Like other central banks, the BoC is trying to lift rates off historically low levels imposed as a response to the global financial crisis a decade ago, but without snuffing out economic growth that has been supported by rock-bottom rates.
Fourteen poll respondents who answered an additional question said the bigger risk to the economy would be if the central bank raised rates too quickly. Just three said tightening policy too slowly was a bigger risk.
There are also a number of uncertainties likely to prompt policymakers to take their time, including the uncertain fate of the North American Free Trade Agreement (NAFTA) and how highly indebted Canadian households would handle higher rates.
In March, the BoC held rates steady, saying trade policy was an "important and growing source of uncertainty," but February's inflation rate was a three-year high of 2.4 per cent, above the central bank's 2 per cent target.
Still, Canada's trade-sensitive dollar is set to advance over the coming year as prospects improve for a revamped NAFTA trade deal.

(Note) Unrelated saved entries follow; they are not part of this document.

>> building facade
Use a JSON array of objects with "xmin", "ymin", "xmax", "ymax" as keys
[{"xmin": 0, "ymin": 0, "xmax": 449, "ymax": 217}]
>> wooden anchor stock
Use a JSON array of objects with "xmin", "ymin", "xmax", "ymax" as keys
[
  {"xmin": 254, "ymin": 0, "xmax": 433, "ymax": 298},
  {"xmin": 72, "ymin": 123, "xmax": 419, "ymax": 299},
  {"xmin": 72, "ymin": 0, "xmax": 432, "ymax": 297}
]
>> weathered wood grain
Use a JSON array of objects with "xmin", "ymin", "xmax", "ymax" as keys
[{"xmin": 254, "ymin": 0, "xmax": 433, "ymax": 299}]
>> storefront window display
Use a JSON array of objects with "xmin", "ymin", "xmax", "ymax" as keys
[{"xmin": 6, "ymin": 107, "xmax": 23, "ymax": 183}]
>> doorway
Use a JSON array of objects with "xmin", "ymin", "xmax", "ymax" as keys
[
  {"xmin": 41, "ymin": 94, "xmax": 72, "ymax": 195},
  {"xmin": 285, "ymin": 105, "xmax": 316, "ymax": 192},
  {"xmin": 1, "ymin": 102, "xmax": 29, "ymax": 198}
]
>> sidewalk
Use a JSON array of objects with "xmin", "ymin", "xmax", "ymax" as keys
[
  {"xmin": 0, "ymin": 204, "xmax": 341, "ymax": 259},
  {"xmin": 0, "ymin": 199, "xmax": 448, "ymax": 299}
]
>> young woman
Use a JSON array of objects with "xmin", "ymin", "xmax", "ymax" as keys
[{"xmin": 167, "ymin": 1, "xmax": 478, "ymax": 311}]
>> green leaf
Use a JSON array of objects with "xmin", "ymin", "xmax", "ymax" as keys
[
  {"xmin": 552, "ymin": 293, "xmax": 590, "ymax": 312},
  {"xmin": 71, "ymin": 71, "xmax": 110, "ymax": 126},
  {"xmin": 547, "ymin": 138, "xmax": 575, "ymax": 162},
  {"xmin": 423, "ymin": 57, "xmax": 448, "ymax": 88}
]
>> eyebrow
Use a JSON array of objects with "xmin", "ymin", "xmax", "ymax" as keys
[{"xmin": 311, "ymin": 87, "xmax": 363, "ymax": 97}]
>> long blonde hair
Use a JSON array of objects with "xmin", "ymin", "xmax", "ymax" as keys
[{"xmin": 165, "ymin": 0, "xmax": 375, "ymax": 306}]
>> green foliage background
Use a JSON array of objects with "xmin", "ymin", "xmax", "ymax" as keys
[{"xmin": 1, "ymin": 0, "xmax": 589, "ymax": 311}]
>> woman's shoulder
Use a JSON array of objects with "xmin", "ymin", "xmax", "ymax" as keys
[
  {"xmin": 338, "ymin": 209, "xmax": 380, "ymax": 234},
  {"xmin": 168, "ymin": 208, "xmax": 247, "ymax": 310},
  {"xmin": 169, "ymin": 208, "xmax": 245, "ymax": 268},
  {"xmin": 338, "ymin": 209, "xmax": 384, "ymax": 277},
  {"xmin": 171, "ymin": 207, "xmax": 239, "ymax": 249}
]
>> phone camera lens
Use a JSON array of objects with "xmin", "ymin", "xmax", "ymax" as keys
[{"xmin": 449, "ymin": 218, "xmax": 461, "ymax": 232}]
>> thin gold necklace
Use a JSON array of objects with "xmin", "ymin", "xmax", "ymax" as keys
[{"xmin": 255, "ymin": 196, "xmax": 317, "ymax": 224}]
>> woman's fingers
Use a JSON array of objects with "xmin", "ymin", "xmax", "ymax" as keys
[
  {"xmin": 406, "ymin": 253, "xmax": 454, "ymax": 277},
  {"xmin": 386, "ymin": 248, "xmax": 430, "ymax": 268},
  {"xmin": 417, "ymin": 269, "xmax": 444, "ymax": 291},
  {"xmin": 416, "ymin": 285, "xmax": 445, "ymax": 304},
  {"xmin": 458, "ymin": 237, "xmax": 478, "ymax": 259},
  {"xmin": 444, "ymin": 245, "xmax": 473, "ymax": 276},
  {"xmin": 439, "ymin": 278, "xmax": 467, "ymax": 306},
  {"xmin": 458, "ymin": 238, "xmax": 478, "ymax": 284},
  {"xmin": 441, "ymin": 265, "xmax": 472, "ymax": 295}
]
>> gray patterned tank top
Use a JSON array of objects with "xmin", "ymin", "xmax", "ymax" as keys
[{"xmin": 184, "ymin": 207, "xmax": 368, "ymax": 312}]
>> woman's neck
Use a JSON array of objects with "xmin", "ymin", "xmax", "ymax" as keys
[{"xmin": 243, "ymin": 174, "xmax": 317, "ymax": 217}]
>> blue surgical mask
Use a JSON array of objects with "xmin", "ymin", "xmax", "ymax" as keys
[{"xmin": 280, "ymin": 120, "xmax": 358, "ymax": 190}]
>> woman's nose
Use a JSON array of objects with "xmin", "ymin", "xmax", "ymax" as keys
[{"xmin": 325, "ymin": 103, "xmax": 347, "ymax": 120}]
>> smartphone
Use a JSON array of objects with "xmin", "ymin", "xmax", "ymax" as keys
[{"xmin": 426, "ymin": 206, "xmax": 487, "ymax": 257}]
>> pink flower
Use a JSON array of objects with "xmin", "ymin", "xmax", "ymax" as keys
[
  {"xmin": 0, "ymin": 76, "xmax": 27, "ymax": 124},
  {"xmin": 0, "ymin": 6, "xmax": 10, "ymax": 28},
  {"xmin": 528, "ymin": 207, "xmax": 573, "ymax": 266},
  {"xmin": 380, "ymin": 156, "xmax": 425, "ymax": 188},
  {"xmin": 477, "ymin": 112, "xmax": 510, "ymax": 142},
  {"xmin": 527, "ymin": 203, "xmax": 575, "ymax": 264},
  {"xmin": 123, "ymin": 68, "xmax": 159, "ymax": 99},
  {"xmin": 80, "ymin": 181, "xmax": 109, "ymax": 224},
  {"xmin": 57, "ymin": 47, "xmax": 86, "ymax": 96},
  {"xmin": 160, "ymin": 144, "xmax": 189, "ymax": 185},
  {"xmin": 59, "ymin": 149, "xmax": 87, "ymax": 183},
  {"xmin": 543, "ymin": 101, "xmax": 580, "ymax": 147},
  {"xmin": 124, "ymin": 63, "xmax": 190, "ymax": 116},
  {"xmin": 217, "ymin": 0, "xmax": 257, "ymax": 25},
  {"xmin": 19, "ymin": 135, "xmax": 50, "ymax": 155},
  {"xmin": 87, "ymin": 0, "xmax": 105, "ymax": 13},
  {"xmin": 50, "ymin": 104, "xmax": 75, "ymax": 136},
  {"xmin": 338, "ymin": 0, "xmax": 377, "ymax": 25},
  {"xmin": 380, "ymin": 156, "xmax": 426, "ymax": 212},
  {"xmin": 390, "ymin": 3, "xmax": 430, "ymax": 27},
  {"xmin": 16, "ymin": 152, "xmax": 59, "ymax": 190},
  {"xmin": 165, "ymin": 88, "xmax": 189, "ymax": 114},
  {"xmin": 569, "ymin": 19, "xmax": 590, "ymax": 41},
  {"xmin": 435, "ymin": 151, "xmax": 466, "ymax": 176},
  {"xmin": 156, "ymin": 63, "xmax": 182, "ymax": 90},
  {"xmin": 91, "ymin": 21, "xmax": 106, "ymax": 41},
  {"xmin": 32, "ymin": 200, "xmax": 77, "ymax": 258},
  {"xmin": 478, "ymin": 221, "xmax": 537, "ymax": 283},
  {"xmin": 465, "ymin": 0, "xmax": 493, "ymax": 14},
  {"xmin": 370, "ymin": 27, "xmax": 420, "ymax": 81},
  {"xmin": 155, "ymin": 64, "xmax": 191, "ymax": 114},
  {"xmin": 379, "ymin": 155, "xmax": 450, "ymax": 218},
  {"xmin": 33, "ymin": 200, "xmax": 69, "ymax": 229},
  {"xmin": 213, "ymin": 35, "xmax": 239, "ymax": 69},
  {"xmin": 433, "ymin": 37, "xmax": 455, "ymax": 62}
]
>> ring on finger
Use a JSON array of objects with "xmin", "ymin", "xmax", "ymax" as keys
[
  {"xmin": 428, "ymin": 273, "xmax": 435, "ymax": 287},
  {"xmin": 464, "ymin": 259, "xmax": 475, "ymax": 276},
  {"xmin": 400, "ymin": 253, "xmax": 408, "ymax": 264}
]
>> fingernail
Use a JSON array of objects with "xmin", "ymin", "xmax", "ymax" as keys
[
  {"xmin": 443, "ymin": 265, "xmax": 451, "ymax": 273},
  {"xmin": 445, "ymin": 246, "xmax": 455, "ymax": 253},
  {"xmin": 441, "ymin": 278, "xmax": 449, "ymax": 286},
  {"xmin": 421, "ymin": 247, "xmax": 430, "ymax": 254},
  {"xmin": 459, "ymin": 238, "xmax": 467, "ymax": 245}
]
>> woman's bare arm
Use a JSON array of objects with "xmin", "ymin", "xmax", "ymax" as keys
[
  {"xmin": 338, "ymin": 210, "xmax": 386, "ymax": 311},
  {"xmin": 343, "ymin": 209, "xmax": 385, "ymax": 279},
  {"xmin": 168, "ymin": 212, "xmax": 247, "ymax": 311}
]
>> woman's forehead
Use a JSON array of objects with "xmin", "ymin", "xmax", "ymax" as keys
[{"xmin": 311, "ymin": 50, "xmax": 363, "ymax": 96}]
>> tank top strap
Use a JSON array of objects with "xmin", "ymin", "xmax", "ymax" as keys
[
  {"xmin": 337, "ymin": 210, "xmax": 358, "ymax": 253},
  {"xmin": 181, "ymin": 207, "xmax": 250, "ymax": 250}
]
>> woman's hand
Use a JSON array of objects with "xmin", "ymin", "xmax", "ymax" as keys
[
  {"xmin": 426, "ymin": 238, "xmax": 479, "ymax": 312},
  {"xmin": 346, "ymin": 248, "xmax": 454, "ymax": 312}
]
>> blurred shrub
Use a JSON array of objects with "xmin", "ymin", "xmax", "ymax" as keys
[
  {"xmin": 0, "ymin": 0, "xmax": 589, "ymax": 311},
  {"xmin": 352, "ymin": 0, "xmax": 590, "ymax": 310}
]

Higher borrowing costs, along with recent tighter mortgage regulations, have already weighed on home sales and prices. The Bank has said it could take several months to see how consumers react to rate hikes already in place.
"What really is dictating the more gradual pace is the high household debt loads that make consumers that much more sensitive to rate hikes," said Brittany Baumann, macro strategist at TD Securities, who expects just one more rate hike this year.
Canadian household debt as a share of income remained near a record high in the fourth quarter.
Still, analysts do not see much impact on housing starts for now, with ground breaking on new homes expected to average 204,000 units in 2018, in line with levels considered to be consistent with demographic demand.